Padres ausentes

Patricio Navia

Capital, #154, abril 22, 2005

 

El 12% de los niños nacidos cada año en Chile legalmente no tiene padre conocido. A menos que fortalezcamos la paternidad responsable—con adecuada educación, incentivos selectivos y ejemplares penas—será muy difícil que logremos superar como sociedad el flagelo de la pobreza y la desigualdad de oportunidades.

 

En reciente visita a Nueva York, la diputada María Antonieta Saa, que ha defendido diversos temas de mujeres (que son en realidad temas de todos), explicaba que cada año alrededor de 34 mil niños nacidos en Chile son inscritos en el Registro Civil sin que se identifique la identidad de los padres. En total, alrededor de 1 millón de menores de 18 años no tiene un padre oficialmente identificado en el Registro Civil. La incidencia de pobreza entre estos niños es mayor que en el resto de la población y sus posibilidades de éxito en la vida son menores.

 

Es cierto que muchos de esos menores saben quiénes son sus padres biológicos. Pero ya sea porque el padre se niega a reconocer a su hijo o porque la madre no insiste en que realice el reconocimiento legal, un considerable número de chilenos vive oficialmente con el estigma de no tener (legalmente) padre conocido. Pese a avances recientes, nuestra legislación aún no protege adecuadamente los intereses de los hijos frente a padres irresponsables. Por cierto, las atribuciones de patria potestad que tiene un padre—en caso de muerte o incapacidad de la madre—llevan a algunas mujeres a preferir que los padres de sus hijos no reconozcan a sus hijos, para así asegurarse que éstos no tengan que abandonar la familia materna. Pero en la mayoría de los casos, se trata de hombres que rehuyen de las obligaciones económicas, sociales y éticas que implica traer a un hijo al mundo. Las uniones de hecho que proliferan en nuestro país y las familias extendidas que transforman a abuelos, tíos o padrastros en padres de hecho para miles de niñas y niños chilenos representa una respuesta improvisada e inevitable a las falencias de la institucionalidad legal que persisten en nuestro país. Pero ya que la incidencia de pobreza es mayor en hogares liderados por mujeres y entre niños con padres ausentes, la promoción de la paternidad responsable se convierte en una cuestión de bien público.
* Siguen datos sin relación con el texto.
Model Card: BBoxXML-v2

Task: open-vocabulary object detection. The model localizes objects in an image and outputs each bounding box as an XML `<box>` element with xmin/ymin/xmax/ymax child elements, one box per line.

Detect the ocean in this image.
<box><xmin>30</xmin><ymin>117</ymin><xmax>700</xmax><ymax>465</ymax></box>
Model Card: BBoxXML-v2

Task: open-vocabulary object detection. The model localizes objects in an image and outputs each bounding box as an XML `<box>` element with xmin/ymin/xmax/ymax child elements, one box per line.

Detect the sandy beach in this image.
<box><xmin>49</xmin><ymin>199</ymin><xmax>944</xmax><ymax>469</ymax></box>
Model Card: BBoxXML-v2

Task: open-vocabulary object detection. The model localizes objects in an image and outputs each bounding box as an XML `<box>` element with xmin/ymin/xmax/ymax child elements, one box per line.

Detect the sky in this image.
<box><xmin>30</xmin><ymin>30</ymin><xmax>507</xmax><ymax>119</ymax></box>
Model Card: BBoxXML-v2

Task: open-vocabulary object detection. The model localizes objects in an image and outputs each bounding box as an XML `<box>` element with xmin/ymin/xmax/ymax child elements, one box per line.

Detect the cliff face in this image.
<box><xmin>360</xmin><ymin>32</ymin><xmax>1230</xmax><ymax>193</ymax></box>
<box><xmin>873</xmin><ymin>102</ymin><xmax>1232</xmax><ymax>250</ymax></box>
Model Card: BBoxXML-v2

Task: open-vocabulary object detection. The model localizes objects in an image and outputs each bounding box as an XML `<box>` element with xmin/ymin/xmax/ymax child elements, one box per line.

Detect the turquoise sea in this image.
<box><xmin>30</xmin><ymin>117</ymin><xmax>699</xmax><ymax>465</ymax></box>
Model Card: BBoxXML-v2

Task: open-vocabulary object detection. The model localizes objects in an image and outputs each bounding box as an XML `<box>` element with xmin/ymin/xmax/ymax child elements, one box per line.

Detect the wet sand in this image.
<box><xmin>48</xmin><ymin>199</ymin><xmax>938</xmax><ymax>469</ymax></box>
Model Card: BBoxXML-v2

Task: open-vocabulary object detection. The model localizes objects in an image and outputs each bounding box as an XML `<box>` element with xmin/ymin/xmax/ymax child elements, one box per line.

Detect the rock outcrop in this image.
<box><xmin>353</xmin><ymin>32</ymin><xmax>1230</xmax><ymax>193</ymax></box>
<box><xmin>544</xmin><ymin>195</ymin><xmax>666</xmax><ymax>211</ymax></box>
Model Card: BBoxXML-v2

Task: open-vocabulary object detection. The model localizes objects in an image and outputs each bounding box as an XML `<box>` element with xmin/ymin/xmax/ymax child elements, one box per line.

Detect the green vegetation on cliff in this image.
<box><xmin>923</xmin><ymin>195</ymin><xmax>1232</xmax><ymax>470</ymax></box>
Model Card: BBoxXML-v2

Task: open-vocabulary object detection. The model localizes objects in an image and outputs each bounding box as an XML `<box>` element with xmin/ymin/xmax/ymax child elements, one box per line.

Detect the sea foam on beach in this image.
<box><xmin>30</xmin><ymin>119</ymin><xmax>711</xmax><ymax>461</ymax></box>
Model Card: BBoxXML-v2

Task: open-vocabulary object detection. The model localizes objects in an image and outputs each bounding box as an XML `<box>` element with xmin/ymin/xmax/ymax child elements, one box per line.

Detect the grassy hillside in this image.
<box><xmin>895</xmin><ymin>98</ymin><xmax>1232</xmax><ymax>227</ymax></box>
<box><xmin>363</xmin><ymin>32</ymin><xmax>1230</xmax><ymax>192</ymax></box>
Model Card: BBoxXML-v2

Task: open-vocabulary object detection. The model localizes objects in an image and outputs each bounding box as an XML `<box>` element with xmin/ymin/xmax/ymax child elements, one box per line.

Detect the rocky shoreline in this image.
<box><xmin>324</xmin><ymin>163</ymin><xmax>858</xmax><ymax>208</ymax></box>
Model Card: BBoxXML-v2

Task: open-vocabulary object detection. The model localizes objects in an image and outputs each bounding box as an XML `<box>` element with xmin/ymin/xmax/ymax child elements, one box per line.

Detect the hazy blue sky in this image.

Mientras más padres reconozcan legalmente a sus hijos biológicos habrá menos incidencia de pobreza infantil. Mientras mejores sean las disposiciones que los obliguen a los padres a asumir la responsabilidad por el cuidado de sus hijos, más preocupación existirá para evitar embarazos no deseados.

 

Ahora bien, avances recientes han mejorado sustancialmente el marco legal. La Ley de Filiación, que declaró iguales a los hijos legítimos e ilegítimos, representó un avance sustancial. Pero las complicaciones que muchas madres todavía tienen para lograr que los padres reconozcan a sus hijos ha seguido representando un problema. Una comisión mixta (Diputados y Senadores) del Congreso ha acordado una nueva ley que establece que el examen de ADN basta para determinar la maternidad y paternidad. Pero todavía existen discrepancias respecto a la obligatoriedad de este examen en demandas de reconocimiento paternal. De acuerdo a algunos, obligar al demandado a un examen de ADN viola la presunción de inocencia de las personas. Una visión alternativa razonable sugiere que la obligatoriedad de un examen de ADN (pagado por el fisco o por la parte demandante) representa un costo mínimo en relación al gigantesco beneficio que resulta establecer la veracidad de la acusación.

 

Por cierto, aunque la tendencia natural es pensar que este es un problema asociado exclusivamente con la pobreza, esta situación es también recurrente en sectores más acomodados, donde muchas madres solteras optan por no insistir en el reconocimiento de los hijos para evitar que el patrimonio de éstos—en caso de muerte de la madre—quede parcialmente en manos de los ausentes padres biológicos que nunca se dieron la tarea de ir a reconocer sus hijos al Registro Civil.   

 

Aunque en los colegios aprendemos que Bernardo O’Higgins, el libertador de la patria, era también hijo ilegítimo, no resulta ni atractivo ni conveniente poseer esta condición. La realidad del siglo XXI chileno nos obliga a mejorar aún más nuestra legislación—y a aplicarla con celo—para promover no solo la igualdad entre hijos legítimos e ilegítimos sino también establecer incentivos y castigos selectivos para lograr reducir sustancialmente el número de niños chilenos que oficialmente no tiene padre conocido.